Some supply solutions are simple to implement. Slovakia, for example, relies on Ukrainian pipelines for 97 percent of its gas, but with some minor engineering work, the east-west flow of the pipe can be reversed, allowing imports from well-supplied Germany.
While there has been broad support for improved coordination on gas, some of the Western European countries may balk at helping their peers to the east.
"The E.U.-wide sharing of existing [gas] storage may be resisted by those with plenty of storage," said Jonathan Stern, director of gas research at the Oxford Institute of Energy Studies. There could be accusations, he added, of "free riding."
Major investments needed
The European Union estimated that €150 billion ($211 billion) needs to be spent on gas infrastructure by 2030. The European Union will help fund some of this work, but much investment needs to come from individual countries and industry, according to Piebalgs.
Increasing the use of liquefied natural gas (LNG), which can be shipped in tankers, is also part of the solution; Britain recently opened its third LNG terminal. However, many of the eastern E.U. countries hardest hit by the January crisis are landlocked, and increasing LNG flow to them could call for further reliance on Turkey, Lee said. It is a "major question" how much LNG the European Union can import, Stern added.
Other steps will be more difficult. Many southeastern E.U. countries are anticipating the construction of two new gas pipelines. The first, called Nabucco, will grant gas providers like Iraq and Azerbaijan access to E.U. markets for the first time. A formal agreement among five E.U. nations and Turkey was announced Monday granting legal clearance for Nabucco, which could begin flowing by 2014.

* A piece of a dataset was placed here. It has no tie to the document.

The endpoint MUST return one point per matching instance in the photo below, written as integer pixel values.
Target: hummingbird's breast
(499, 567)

Russia, which could supply gas to Nabucco, has also proposed a southern pipeline, called South Stream, that avoids flowing through Ukraine and Belarus. Italy has strongly supported the pipeline, and Germany has shown similar interest in another pipeline, called Nord Stream, which would flow from Russia to Germany under the Baltic Sea.

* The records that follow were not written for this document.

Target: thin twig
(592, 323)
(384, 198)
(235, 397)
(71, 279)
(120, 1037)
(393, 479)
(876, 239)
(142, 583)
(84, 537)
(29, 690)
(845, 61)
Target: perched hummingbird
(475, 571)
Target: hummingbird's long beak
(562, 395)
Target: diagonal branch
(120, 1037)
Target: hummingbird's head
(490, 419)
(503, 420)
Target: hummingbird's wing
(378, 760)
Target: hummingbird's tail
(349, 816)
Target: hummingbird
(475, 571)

Nord Stream, in particular, will provide economic advantages to German industry, which depends dearly on Russian gas, said Jon Levy, an analyst for the Eurasia Group.
Purely from the standpoint of energy security, Europe would be smart to shift its gas infrastructure out of former Soviet states to avoid future troubles between Russia and its former dominions, Stern said.

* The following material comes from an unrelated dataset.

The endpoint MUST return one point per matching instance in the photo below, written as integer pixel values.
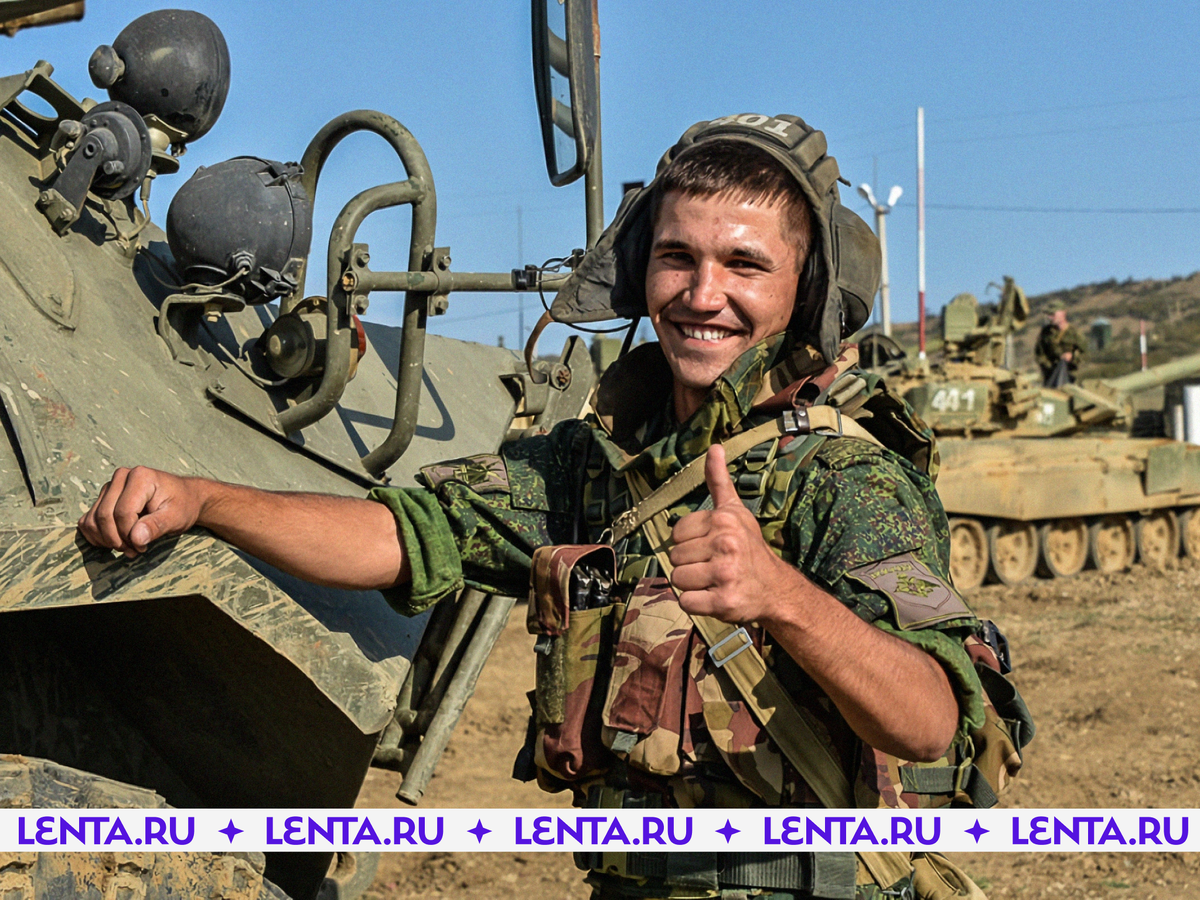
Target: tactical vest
(631, 695)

Such a position gets strong political opposition from many E.U. leaders, who "are very careful in their approach to anything that would destabilize Ukraine," Levy said. Many European banks are deeply invested in the country and want to see it politically stable.
'The big kid in the playground'
While equal portions of blame can be doled to Ukraine and Russia for the most recent crisis, E.U. leaders have fixed on Russia because, compared to Ukraine, "It's the big kid in the playground flexing its muscles," Lee said. Plus, Russia did appear "very willing to turn [its dispute with Ukraine] into a European problem."
E.U. officials are set to hold talks tomorrow with Gazprom and its Ukrainian counterpart. The latter is asking for a multibillion-dollar loan to help pay its debts to Gazprom. Any loan will be linked to a promise no further disruptions will occur, the European Union said.
Demand for Russian gas will decline dramatically this year, largely thanks to the recession, and probably won't recover for another one to two years, Stern said. While an influx of Central Asian gas through Nabucco, which the United States has strongly supported, could be a blow to Russia's market share, the mutual economic dependence between the regions will continue for some time.
What should not be forgotten is that since the 1970s, Russia has reliably provided gas to Europe through all sorts of upheaval, Lee said.
"There's a lot of expertise and trust there," he said, "that have survived some very fundamental political differences."